Por primera vez desde que la recogí, dudó antes de abrir la puerta.
Dentro, el empleado examinó la escritura de la casa y luego miró extrañamente a la abuela antes de girarse hacia su computadora.
Sus dedos se detuvieron sobre el teclado.
“Señora. Sterling, ¿alguien te ha pedido que firmes otro documento de propiedad recientemente?”
Los ojos de la abuela se dirigieron hacia mí.
“No,” dijo ella en voz baja. “Pero mi hijo trajo papeles a mi casa la semana pasada.”

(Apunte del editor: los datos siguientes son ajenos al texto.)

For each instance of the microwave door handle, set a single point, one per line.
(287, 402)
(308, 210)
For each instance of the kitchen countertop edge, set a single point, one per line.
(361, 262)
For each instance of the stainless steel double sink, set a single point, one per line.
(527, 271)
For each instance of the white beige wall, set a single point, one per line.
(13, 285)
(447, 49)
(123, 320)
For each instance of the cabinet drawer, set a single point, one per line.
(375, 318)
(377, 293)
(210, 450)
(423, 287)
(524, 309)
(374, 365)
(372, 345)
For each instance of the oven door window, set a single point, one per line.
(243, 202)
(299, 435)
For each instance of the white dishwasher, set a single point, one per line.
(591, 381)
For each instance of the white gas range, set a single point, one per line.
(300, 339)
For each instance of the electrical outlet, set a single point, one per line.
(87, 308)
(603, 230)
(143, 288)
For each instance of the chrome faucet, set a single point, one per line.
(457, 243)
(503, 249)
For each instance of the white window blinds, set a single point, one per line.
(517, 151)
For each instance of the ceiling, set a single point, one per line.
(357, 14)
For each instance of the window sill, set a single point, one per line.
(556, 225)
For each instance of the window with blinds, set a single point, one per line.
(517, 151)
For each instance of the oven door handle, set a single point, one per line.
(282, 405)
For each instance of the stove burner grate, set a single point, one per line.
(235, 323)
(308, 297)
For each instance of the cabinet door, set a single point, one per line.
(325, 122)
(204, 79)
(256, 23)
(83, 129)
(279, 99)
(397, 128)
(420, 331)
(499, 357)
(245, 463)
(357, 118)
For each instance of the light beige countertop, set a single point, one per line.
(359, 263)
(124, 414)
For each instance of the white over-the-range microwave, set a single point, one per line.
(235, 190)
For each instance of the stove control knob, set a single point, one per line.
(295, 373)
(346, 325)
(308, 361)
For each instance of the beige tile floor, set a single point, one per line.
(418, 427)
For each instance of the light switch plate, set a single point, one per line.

La expresión del empleado cambió.
Ella giró el monitor ligeramente en dirección opuesta a nosotros y tomó el teléfono.
“¿Qué encontraste?” Yo pregunté.
Ella no respondió de inmediato.
Luego miró a la abuela.
“Hay una escritura de renuncia adjunta a su registro de propiedad presentado hace tres días. Transfiere la propiedad total del patrimonio de Sterling a Arthur y Wendy Sterling.”
La abuela se quedó completamente quieta.
Antes de que el empleado pudiera explicarme más, mi teléfono empezó a sonar de nuevo.
Papá.
Toqué el altavoz allí mismo en el mostrador.
“¿Dónde estás, papá?”
La voz de Arthur se escuchó artificialmente tensa y dramática.
“¡Iván! ¡Gracias a Dios que lo recogiste! Tu madre y yo estamos frenéticos. ¡Tu abuela se alejó durante el almuerzo! Fuimos al baño y ella ya no estaba. Llevamos horas buscando—”
“Deja de mentir, papá,” Interrumpí, mi voz cayó en un registro muy agudo. “Estoy sentada justo al lado de la abuela Eleanor. La recogí del centro de enfermería donde la abandonaste hace tres horas.”
El silencio en el otro extremo era absoluto.
“Iván… no entiendes la situación—” Arthur tartamudeó.
“Estamos en el juzgado del condado, Arthur,” La abuela Eleanor habló con voz clara, imponente y totalmente desprovista de debilidad. “Y estoy parado frente al escritorio de registros de tierras mirando una escritura de renuncia falsificada con mi firma”
El aliento de Arthur se apoderó del altavoz.
“Tienes una hora para encontrarnos en mi casa,” ordenó la abuela. “Si no estás allí, la próxima llamada que haga mi nieto será a la división de fraude para personas mayores del Fiscal del Estado”
Ella misma colgó el teléfono.
EPÍLOGO
Cuando llegamos a la casa de ladrillo de la abuela Eleanor cuarenta minutos después, la camioneta de lujo de Arthur ya estaba estacionada en el camino de entrada.
Mi padre y mi madre estaban parados cerca del porche delantero, pálidos, desaliñados y completamente en pánico.
A través de la ventana delantera pudimos ver cajas de cartón apiladas en el pasillo.
Ya habían comenzado a empacar sus pertenencias para listar la propiedad.
Tan pronto como la abuela salió del auto, Wendy corrió hacia adelante, con las manos revoloteando nerviosamente.
“¡Eleanor! ¡Por favor, fue un malentendido! Solo estábamos tratando de proteger sus activos para que no tuviera que preocuparse por administrar la casa—”
La abuela Eleanor levantó una mano y detuvo a mi madre en seco.